7. The apparatus of claim 6, wherein the determination module is further configured to:

8. The apparatus of claim 7, wherein the determination module is further configured to:

determining a first comparison result according to the local color histogram.

9. The apparatus of claim 7, wherein the determination module is further configured to:

and determining a second comparison result according to the difference.

10. An image processing apparatus comprising:

a second acquisition unit configured to acquire a target face image;

a model determining unit configured to determine a matching model from at least one model trained in advance according to the target face image, wherein the at least one model is obtained by training according to the model training method of any one of claims 1 to 4;

and the image processing unit is configured to determine a processed face image corresponding to the target face image according to the target face image and the matching model.

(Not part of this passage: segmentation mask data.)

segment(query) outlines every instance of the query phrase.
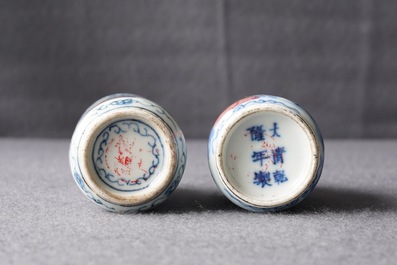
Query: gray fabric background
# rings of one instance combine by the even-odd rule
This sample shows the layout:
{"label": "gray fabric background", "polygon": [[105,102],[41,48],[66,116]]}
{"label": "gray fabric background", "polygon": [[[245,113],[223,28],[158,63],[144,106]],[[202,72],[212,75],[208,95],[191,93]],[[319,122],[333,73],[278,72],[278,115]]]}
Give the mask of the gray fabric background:
{"label": "gray fabric background", "polygon": [[397,136],[397,1],[0,1],[0,136],[70,137],[132,92],[206,138],[251,94],[296,101],[325,137]]}
{"label": "gray fabric background", "polygon": [[[394,264],[397,1],[0,0],[0,264]],[[189,139],[162,205],[114,214],[69,172],[69,137],[98,98],[165,107]],[[206,141],[252,94],[306,108],[325,167],[301,204],[239,209]],[[33,138],[47,139],[33,139]],[[65,138],[65,139],[48,139]]]}
{"label": "gray fabric background", "polygon": [[397,141],[325,145],[316,189],[287,211],[234,206],[210,177],[206,141],[196,140],[167,201],[115,214],[74,183],[69,141],[0,139],[0,263],[396,264]]}

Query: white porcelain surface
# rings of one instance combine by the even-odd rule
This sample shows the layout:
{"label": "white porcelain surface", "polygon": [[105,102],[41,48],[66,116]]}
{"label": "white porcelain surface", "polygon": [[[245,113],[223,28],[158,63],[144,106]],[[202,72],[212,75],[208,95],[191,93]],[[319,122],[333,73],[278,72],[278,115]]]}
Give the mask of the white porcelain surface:
{"label": "white porcelain surface", "polygon": [[310,115],[291,101],[258,95],[225,110],[208,146],[212,176],[234,203],[257,212],[303,200],[322,170],[324,146]]}
{"label": "white porcelain surface", "polygon": [[181,180],[184,136],[156,103],[116,94],[94,103],[70,145],[72,174],[81,191],[116,212],[147,210],[163,202]]}

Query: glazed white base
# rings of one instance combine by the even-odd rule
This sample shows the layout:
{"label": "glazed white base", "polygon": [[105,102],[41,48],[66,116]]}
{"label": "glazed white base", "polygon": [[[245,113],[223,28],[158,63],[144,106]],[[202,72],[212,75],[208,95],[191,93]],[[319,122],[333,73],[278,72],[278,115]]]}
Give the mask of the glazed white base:
{"label": "glazed white base", "polygon": [[[277,123],[273,136],[270,131]],[[247,128],[263,125],[264,139],[252,141]],[[258,112],[240,120],[228,133],[223,143],[223,165],[225,177],[240,197],[252,204],[277,206],[296,198],[308,186],[315,163],[314,146],[308,134],[292,117],[273,111]],[[273,163],[272,152],[283,148],[283,163]],[[253,152],[264,152],[262,161],[253,162]],[[261,165],[262,164],[262,165]],[[269,181],[255,185],[255,172],[268,172]],[[283,172],[285,181],[276,182],[272,174]]]}

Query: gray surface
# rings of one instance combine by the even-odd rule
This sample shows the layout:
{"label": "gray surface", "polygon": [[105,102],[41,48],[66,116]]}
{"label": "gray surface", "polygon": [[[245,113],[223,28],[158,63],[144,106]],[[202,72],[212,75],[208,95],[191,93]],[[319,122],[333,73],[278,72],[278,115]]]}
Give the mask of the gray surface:
{"label": "gray surface", "polygon": [[70,137],[96,99],[134,92],[187,137],[275,94],[325,137],[397,137],[397,1],[0,1],[0,136]]}
{"label": "gray surface", "polygon": [[326,141],[317,188],[254,214],[215,187],[206,142],[164,204],[114,214],[78,190],[67,140],[0,139],[1,264],[395,264],[397,141]]}

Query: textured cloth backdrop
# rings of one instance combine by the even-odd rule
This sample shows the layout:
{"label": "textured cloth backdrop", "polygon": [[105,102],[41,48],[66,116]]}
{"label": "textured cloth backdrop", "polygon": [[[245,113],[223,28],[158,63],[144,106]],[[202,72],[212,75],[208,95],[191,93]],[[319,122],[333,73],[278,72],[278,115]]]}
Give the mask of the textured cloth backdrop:
{"label": "textured cloth backdrop", "polygon": [[96,99],[163,105],[188,138],[251,94],[325,137],[397,136],[397,1],[1,1],[0,136],[70,137]]}
{"label": "textured cloth backdrop", "polygon": [[397,140],[325,144],[316,189],[287,211],[235,206],[211,179],[206,141],[195,140],[167,201],[116,214],[74,183],[69,141],[0,139],[0,264],[395,264]]}

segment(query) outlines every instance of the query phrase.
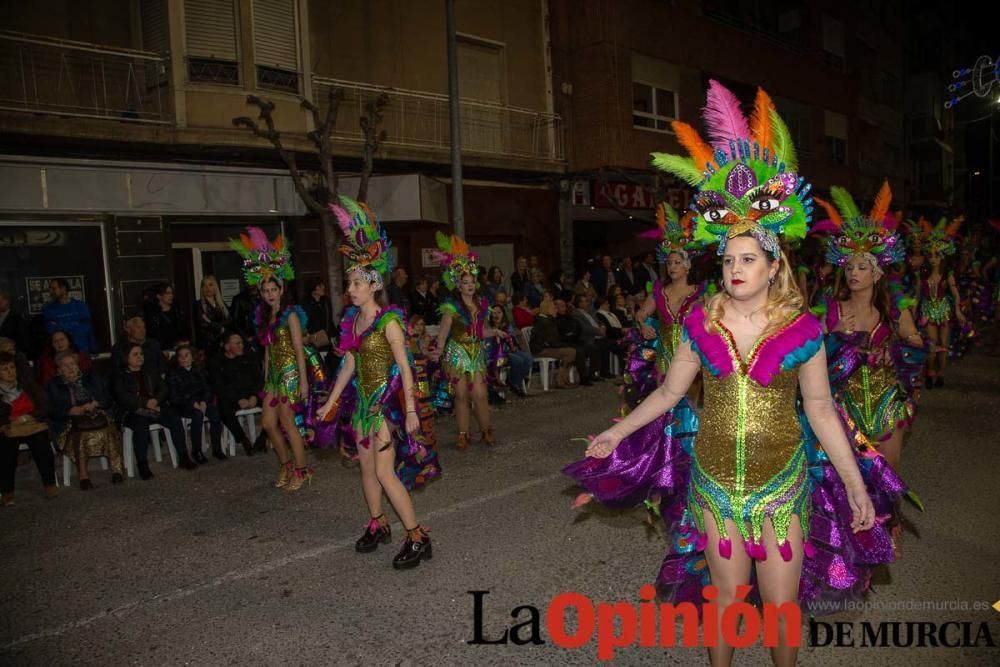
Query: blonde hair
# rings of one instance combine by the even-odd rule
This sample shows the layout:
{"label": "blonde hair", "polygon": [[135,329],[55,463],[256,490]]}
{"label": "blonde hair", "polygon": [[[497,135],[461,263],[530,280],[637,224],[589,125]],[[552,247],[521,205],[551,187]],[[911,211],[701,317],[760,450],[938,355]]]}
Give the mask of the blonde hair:
{"label": "blonde hair", "polygon": [[198,293],[201,296],[202,309],[204,309],[205,301],[205,285],[211,284],[215,287],[215,307],[219,308],[222,313],[226,316],[229,315],[229,309],[226,308],[226,302],[222,298],[222,290],[219,288],[219,281],[215,279],[211,273],[201,279],[201,287],[198,289]]}
{"label": "blonde hair", "polygon": [[[741,236],[750,236],[750,234],[741,234]],[[793,315],[801,313],[805,299],[803,299],[802,292],[795,281],[795,275],[792,273],[792,267],[788,261],[788,256],[785,255],[785,251],[781,251],[779,259],[774,259],[763,248],[761,248],[761,252],[765,259],[767,259],[768,265],[779,262],[778,272],[774,275],[774,282],[767,288],[767,305],[764,306],[764,314],[767,316],[767,326],[761,332],[761,337],[763,337],[779,329]],[[723,315],[726,313],[726,304],[732,298],[723,289],[708,300],[708,303],[705,305],[705,311],[708,313],[708,317],[705,319],[706,330],[712,326],[713,322],[722,320]]]}

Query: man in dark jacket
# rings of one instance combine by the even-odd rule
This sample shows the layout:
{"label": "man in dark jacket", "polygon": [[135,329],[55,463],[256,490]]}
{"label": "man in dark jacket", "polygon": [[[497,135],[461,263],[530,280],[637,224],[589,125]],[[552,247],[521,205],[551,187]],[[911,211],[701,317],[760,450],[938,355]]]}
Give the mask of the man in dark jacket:
{"label": "man in dark jacket", "polygon": [[424,324],[433,325],[441,321],[438,314],[437,297],[431,294],[430,281],[426,276],[417,279],[416,289],[410,292],[411,315],[420,315],[424,318]]}
{"label": "man in dark jacket", "polygon": [[570,314],[569,305],[562,299],[556,299],[556,326],[559,327],[563,345],[576,349],[576,372],[580,374],[580,385],[587,387],[600,381],[601,351],[592,341],[586,342],[583,327]]}
{"label": "man in dark jacket", "polygon": [[146,336],[146,322],[141,317],[133,317],[126,322],[125,340],[120,340],[111,347],[111,364],[114,369],[126,365],[128,348],[133,343],[142,346],[142,357],[145,359],[142,367],[157,377],[162,377],[167,371],[167,360],[163,356],[160,344]]}
{"label": "man in dark jacket", "polygon": [[[545,357],[556,359],[559,362],[559,376],[553,384],[559,389],[571,389],[576,386],[569,381],[569,369],[576,360],[576,350],[563,345],[555,314],[552,299],[543,300],[535,324],[530,327],[531,338],[528,347],[536,360]],[[527,333],[528,329],[524,331]]]}
{"label": "man in dark jacket", "polygon": [[597,318],[591,313],[591,308],[594,305],[593,298],[589,294],[581,294],[576,297],[576,308],[573,310],[571,317],[576,320],[580,325],[580,340],[583,345],[593,346],[597,348],[598,361],[597,365],[593,365],[593,360],[590,366],[590,375],[592,380],[598,380],[600,378],[594,377],[597,375],[598,370],[600,370],[600,375],[602,378],[610,378],[611,375],[611,341],[608,340],[604,325],[597,321]]}
{"label": "man in dark jacket", "polygon": [[229,317],[233,321],[233,329],[243,338],[251,349],[257,349],[254,336],[257,334],[257,303],[260,301],[260,291],[256,287],[246,287],[233,297],[229,304]]}
{"label": "man in dark jacket", "polygon": [[247,456],[254,450],[266,451],[267,434],[261,430],[251,446],[250,437],[236,416],[239,410],[251,410],[260,405],[257,394],[264,388],[260,361],[255,354],[244,352],[243,337],[237,332],[227,331],[222,340],[222,354],[216,355],[208,365],[208,378],[219,402],[222,423],[243,446]]}

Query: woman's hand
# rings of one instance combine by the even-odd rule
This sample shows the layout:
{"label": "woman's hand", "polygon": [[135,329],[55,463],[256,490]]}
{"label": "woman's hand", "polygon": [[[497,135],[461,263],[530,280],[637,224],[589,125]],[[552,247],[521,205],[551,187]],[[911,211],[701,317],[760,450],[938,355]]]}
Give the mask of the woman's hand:
{"label": "woman's hand", "polygon": [[590,441],[590,444],[587,446],[586,455],[592,456],[595,459],[606,459],[621,441],[622,436],[615,431],[614,427],[609,428]]}
{"label": "woman's hand", "polygon": [[408,410],[406,412],[406,432],[413,435],[420,430],[420,418],[417,417],[415,410]]}
{"label": "woman's hand", "polygon": [[73,408],[69,409],[69,416],[70,417],[79,417],[80,415],[84,414],[86,411],[87,411],[87,406],[86,405],[78,405],[76,407],[73,407]]}
{"label": "woman's hand", "polygon": [[157,412],[159,412],[160,402],[157,401],[155,398],[151,398],[148,401],[146,401],[146,407],[149,408],[150,410],[156,410]]}
{"label": "woman's hand", "polygon": [[299,400],[303,403],[309,402],[309,383],[299,382]]}
{"label": "woman's hand", "polygon": [[656,332],[653,330],[653,327],[649,326],[648,324],[643,324],[642,326],[640,326],[639,331],[642,333],[642,337],[645,338],[646,340],[653,340],[654,338],[656,338]]}
{"label": "woman's hand", "polygon": [[847,488],[847,500],[851,504],[851,530],[855,533],[870,530],[875,525],[875,507],[860,481]]}
{"label": "woman's hand", "polygon": [[330,398],[326,399],[326,403],[320,406],[319,410],[316,411],[316,414],[320,419],[326,421],[326,416],[330,414],[330,412],[334,411],[336,407],[337,401],[334,399],[333,394],[330,394]]}
{"label": "woman's hand", "polygon": [[840,321],[837,322],[837,327],[834,331],[843,331],[844,333],[854,333],[857,330],[857,318],[854,315],[844,313]]}

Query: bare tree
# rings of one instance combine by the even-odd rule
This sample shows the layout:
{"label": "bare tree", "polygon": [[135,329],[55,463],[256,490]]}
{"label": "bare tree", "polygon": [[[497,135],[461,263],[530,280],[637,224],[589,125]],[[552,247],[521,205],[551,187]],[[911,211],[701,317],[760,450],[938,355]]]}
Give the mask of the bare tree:
{"label": "bare tree", "polygon": [[385,130],[379,131],[385,107],[389,104],[389,96],[382,93],[365,103],[365,115],[361,117],[361,131],[365,136],[364,148],[361,152],[361,178],[358,182],[358,201],[368,201],[368,181],[375,167],[375,153],[385,140]]}
{"label": "bare tree", "polygon": [[[296,153],[284,146],[281,140],[281,132],[274,125],[274,103],[256,95],[247,96],[247,104],[257,107],[258,116],[256,119],[249,116],[240,116],[233,119],[236,127],[245,127],[255,136],[267,139],[278,151],[288,172],[291,174],[292,183],[299,198],[305,204],[310,213],[320,219],[323,230],[324,257],[327,273],[327,284],[330,288],[330,297],[334,308],[340,311],[343,302],[343,263],[341,255],[337,251],[340,238],[340,229],[337,226],[329,204],[337,196],[337,173],[333,166],[333,130],[337,124],[337,113],[340,110],[340,103],[343,101],[343,90],[335,86],[330,88],[327,97],[326,113],[321,113],[319,107],[303,99],[300,106],[304,111],[312,115],[313,130],[306,134],[312,142],[319,158],[318,174],[303,174],[299,169]],[[385,107],[389,103],[389,96],[385,93],[369,100],[365,104],[365,115],[359,119],[361,130],[364,134],[364,145],[361,155],[361,178],[358,184],[358,201],[366,201],[368,197],[368,181],[371,179],[374,170],[375,154],[379,146],[386,138],[385,130],[379,130],[382,124]],[[315,176],[315,178],[312,178]]]}

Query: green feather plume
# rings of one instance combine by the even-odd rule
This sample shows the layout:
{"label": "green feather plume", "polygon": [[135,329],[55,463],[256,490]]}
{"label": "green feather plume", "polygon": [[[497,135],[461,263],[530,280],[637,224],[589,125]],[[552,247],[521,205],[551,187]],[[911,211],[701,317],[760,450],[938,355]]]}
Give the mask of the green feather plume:
{"label": "green feather plume", "polygon": [[861,211],[854,203],[854,197],[844,188],[836,185],[830,188],[830,198],[833,199],[833,205],[837,207],[845,221],[861,217]]}
{"label": "green feather plume", "polygon": [[792,135],[788,131],[788,126],[785,125],[785,121],[781,119],[781,116],[773,108],[769,115],[771,118],[771,133],[773,134],[771,145],[774,149],[774,154],[778,156],[779,161],[785,163],[785,171],[798,173],[799,156],[795,153],[795,143],[792,141]]}
{"label": "green feather plume", "polygon": [[653,166],[660,171],[673,174],[691,185],[698,185],[704,180],[701,170],[694,165],[694,160],[680,155],[653,153]]}

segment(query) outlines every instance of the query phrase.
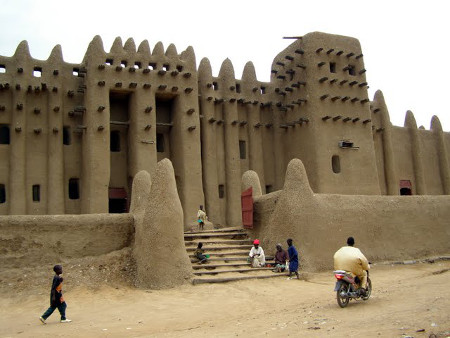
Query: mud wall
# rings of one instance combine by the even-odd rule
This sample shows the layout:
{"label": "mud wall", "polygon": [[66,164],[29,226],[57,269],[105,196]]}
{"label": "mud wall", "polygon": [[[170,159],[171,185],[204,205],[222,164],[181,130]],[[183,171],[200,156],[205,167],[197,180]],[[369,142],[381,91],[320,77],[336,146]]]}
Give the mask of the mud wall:
{"label": "mud wall", "polygon": [[449,205],[449,196],[314,194],[295,159],[282,191],[255,197],[253,236],[268,253],[293,238],[308,270],[332,269],[349,236],[373,262],[449,254]]}
{"label": "mud wall", "polygon": [[409,181],[413,195],[448,195],[450,143],[439,118],[433,116],[430,130],[425,130],[417,128],[414,114],[407,111],[404,127],[393,126],[381,91],[370,109],[381,193],[399,195]]}
{"label": "mud wall", "polygon": [[0,265],[56,264],[130,246],[132,214],[0,216]]}

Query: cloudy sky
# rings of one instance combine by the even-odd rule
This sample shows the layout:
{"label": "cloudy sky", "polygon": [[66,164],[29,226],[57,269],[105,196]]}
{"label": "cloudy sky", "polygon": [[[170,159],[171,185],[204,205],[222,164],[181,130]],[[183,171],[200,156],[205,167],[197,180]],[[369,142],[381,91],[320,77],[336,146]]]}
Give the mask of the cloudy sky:
{"label": "cloudy sky", "polygon": [[273,58],[308,32],[360,40],[369,95],[384,93],[391,121],[403,126],[411,110],[430,128],[433,115],[450,131],[450,19],[447,0],[0,0],[0,55],[13,55],[27,40],[31,55],[47,59],[60,44],[67,62],[80,63],[100,35],[106,51],[114,38],[136,45],[147,39],[174,43],[180,53],[193,46],[197,64],[208,57],[217,75],[230,58],[237,78],[247,61],[268,81]]}

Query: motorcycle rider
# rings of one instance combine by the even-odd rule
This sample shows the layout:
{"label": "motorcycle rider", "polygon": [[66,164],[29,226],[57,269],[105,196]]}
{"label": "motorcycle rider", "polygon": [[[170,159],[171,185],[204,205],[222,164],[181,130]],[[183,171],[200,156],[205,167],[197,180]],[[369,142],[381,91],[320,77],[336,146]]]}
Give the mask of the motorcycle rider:
{"label": "motorcycle rider", "polygon": [[366,295],[367,291],[367,270],[370,269],[369,262],[363,253],[354,247],[355,239],[349,237],[347,246],[343,246],[334,254],[334,269],[344,270],[358,276],[361,285],[361,293]]}

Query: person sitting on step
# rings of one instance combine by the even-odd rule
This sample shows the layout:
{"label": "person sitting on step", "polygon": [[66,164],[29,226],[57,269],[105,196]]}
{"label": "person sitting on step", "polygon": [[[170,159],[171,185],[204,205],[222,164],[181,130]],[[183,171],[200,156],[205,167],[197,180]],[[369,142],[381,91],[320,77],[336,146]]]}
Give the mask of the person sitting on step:
{"label": "person sitting on step", "polygon": [[194,256],[199,260],[200,264],[206,263],[208,258],[204,255],[205,250],[203,249],[203,243],[199,242],[197,245],[197,249],[194,251]]}
{"label": "person sitting on step", "polygon": [[286,270],[286,261],[289,260],[289,256],[286,250],[283,249],[280,243],[277,244],[277,252],[275,252],[275,269],[273,272],[283,272]]}
{"label": "person sitting on step", "polygon": [[249,261],[252,263],[252,267],[260,268],[266,265],[266,256],[264,250],[259,246],[259,239],[253,241],[253,247],[250,249]]}

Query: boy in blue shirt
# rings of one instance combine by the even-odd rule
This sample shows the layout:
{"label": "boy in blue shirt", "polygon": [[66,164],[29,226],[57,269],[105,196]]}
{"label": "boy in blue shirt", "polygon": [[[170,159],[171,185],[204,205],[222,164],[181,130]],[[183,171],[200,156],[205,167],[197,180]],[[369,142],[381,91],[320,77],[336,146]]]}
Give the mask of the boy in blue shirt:
{"label": "boy in blue shirt", "polygon": [[62,294],[63,278],[60,276],[63,272],[62,266],[55,265],[53,271],[55,271],[55,276],[53,277],[52,289],[50,291],[50,307],[39,317],[39,320],[45,324],[46,319],[50,317],[53,311],[58,309],[61,314],[61,323],[70,323],[71,320],[66,318],[67,304]]}

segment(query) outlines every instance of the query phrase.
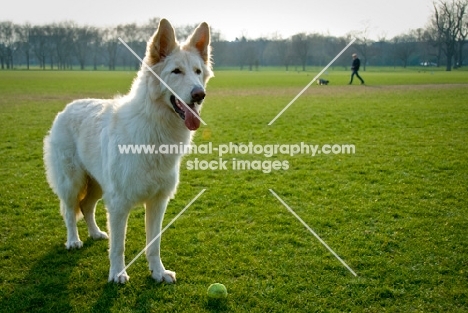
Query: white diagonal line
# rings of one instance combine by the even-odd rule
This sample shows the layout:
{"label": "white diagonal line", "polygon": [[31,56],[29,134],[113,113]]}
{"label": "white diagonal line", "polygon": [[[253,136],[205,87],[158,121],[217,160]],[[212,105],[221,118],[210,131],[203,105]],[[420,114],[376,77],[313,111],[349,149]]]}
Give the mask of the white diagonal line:
{"label": "white diagonal line", "polygon": [[164,86],[166,86],[166,88],[169,89],[169,91],[172,92],[172,94],[173,94],[174,96],[176,96],[177,99],[179,99],[179,101],[182,102],[182,104],[183,104],[190,112],[192,112],[192,114],[195,115],[195,117],[198,118],[198,119],[200,120],[200,122],[202,122],[203,125],[206,126],[206,123],[202,120],[202,118],[200,117],[200,115],[196,114],[196,113],[187,105],[187,103],[185,103],[185,101],[182,100],[182,98],[179,97],[179,96],[177,95],[177,93],[176,93],[174,90],[172,90],[172,88],[169,87],[169,85],[166,84],[166,82],[165,82],[161,77],[159,77],[159,75],[156,74],[156,73],[153,71],[153,69],[152,69],[148,64],[146,64],[146,62],[143,61],[143,60],[140,58],[140,56],[139,56],[138,54],[136,54],[135,51],[133,51],[132,48],[130,48],[130,47],[127,45],[127,43],[126,43],[125,41],[123,41],[122,38],[119,37],[119,40],[120,40],[120,42],[121,42],[121,43],[122,43],[122,44],[123,44],[139,61],[140,61],[140,62],[141,62],[141,64],[143,64],[144,66],[146,66],[146,68],[147,68],[151,73],[153,73],[153,75],[156,76],[156,78],[159,79],[159,81],[160,81]]}
{"label": "white diagonal line", "polygon": [[296,212],[294,212],[287,204],[286,202],[283,201],[283,199],[281,199],[272,189],[269,189],[270,192],[286,207],[286,209],[289,210],[289,212],[291,212],[298,220],[299,222],[301,222],[311,233],[312,235],[315,236],[315,238],[318,239],[318,241],[320,241],[324,246],[325,248],[328,249],[328,251],[330,251],[337,259],[338,261],[341,262],[341,264],[343,264],[350,272],[351,274],[353,274],[354,276],[357,276],[357,274],[351,269],[351,267],[348,266],[348,264],[346,264],[339,256],[338,254],[335,253],[335,251],[333,251],[326,243],[325,241],[322,240],[322,238],[320,238],[313,230],[312,228],[309,227],[309,225],[307,225],[300,217],[299,215],[296,214]]}
{"label": "white diagonal line", "polygon": [[143,250],[141,250],[140,253],[138,253],[136,257],[133,258],[133,260],[130,263],[127,264],[127,266],[125,266],[125,268],[119,273],[118,276],[122,275],[127,270],[127,268],[129,268],[130,265],[132,265],[148,249],[148,247],[153,244],[153,242],[155,242],[159,237],[161,237],[161,235],[166,231],[166,229],[168,229],[169,226],[171,226],[172,223],[174,223],[185,212],[185,210],[187,210],[195,202],[195,200],[197,200],[198,197],[200,197],[202,193],[205,192],[205,190],[206,189],[203,189],[202,191],[200,191],[200,193],[195,198],[193,198],[192,201],[190,201],[190,203],[187,204],[187,206],[182,211],[180,211],[179,214],[177,214],[177,216],[174,217],[172,221],[170,221],[169,224],[167,224],[166,227],[164,227],[163,230],[161,230],[161,232],[156,237],[154,237],[153,240],[151,240],[146,245],[146,247]]}
{"label": "white diagonal line", "polygon": [[284,113],[284,111],[286,111],[286,110],[297,100],[297,98],[299,98],[299,97],[304,93],[304,91],[306,91],[307,88],[309,88],[310,85],[312,85],[312,84],[314,83],[314,81],[315,81],[317,78],[319,78],[320,75],[322,75],[323,72],[325,72],[325,71],[330,67],[330,65],[332,65],[333,62],[335,62],[336,59],[338,59],[338,58],[340,57],[340,55],[343,54],[343,52],[345,52],[346,49],[348,49],[349,46],[351,46],[351,45],[353,44],[354,41],[356,41],[356,38],[354,38],[353,40],[351,40],[351,42],[350,42],[346,47],[344,47],[343,50],[341,50],[341,52],[338,53],[338,55],[337,55],[333,60],[331,60],[330,63],[328,63],[328,65],[325,66],[325,68],[324,68],[320,73],[318,73],[317,76],[315,76],[314,79],[312,79],[312,80],[310,81],[310,83],[309,83],[307,86],[305,86],[304,89],[302,89],[301,92],[299,92],[299,93],[297,94],[297,96],[295,96],[294,99],[292,99],[291,102],[289,102],[288,105],[285,106],[284,109],[281,110],[281,112],[279,112],[278,115],[275,116],[274,119],[271,120],[270,123],[268,123],[268,126],[271,126],[271,124],[273,124],[273,123]]}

11. An electronic device, comprising:

at least one processor; and

a memory communicatively coupled to the at least one processor; wherein the content of the first and second substances,

the memory stores instructions executable by the at least one processor to enable the at least one processor to perform the method of any one of claims 1-4 or to perform the method of claim 5.

12. A non-transitory computer readable storage medium having stored thereon computer instructions for causing the computer to perform the method of any one of claims 1-4 or to perform the method of claim 5.

13. A computer program product comprising a computer program which, when executed by a processor, implements the method of any one of claims 1-4 or performs the method of claim 5.